TL;DR
Drift-AR introduces a unified entropy-based approach to accelerate autoregressive diffusion models, enabling single-step decoding with significant speedup while maintaining high quality.
Contribution
The paper proposes a novel entropy-informed framework that accelerates both AR and diffusion stages in vision models, achieving 3.8-5.5× speedup with one-step decoding.
Findings
Achieves 3.8-5.5× speedup over existing methods.
Enables genuine 1-NFE (single-step) decoding without quality loss.
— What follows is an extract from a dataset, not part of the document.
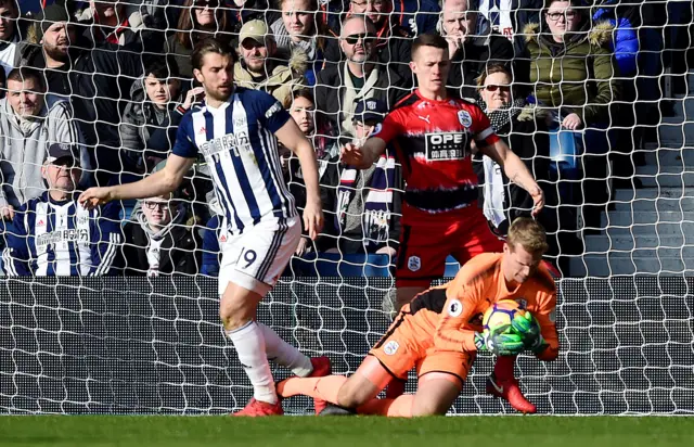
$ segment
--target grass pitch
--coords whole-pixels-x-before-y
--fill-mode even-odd
[[[0,417],[0,446],[692,446],[694,418]]]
Demonstrates effectiveness on MAR, TransDiff, and NextStep-1 benchmarks.
Abstract
Autoregressive (AR)-Diffusion hybrid paradigms combine AR's structured semantic modeling with diffusion's high-fidelity synthesis, yet suffer from a dual speed bottleneck: the sequential AR stage and the iterative multi-step denoising of the diffusion vision decode stage. Existing methods address each in isolation without a unified principle design. We observe that the per-position \emph{prediction entropy} of continuous-space AR models naturally encodes spatially varying generation uncertainty, which simultaneously governing draft prediction quality in the AR stage and reflecting the corrective effort required by vision decoding stage, which is not fully explored before. Since entropy is inherently tied to both bottlenecks, it serves as a natural unifying signal for joint acceleration. In this work, we propose \textbf{Drift-AR}, which leverages entropy signal to accelerate both stages:…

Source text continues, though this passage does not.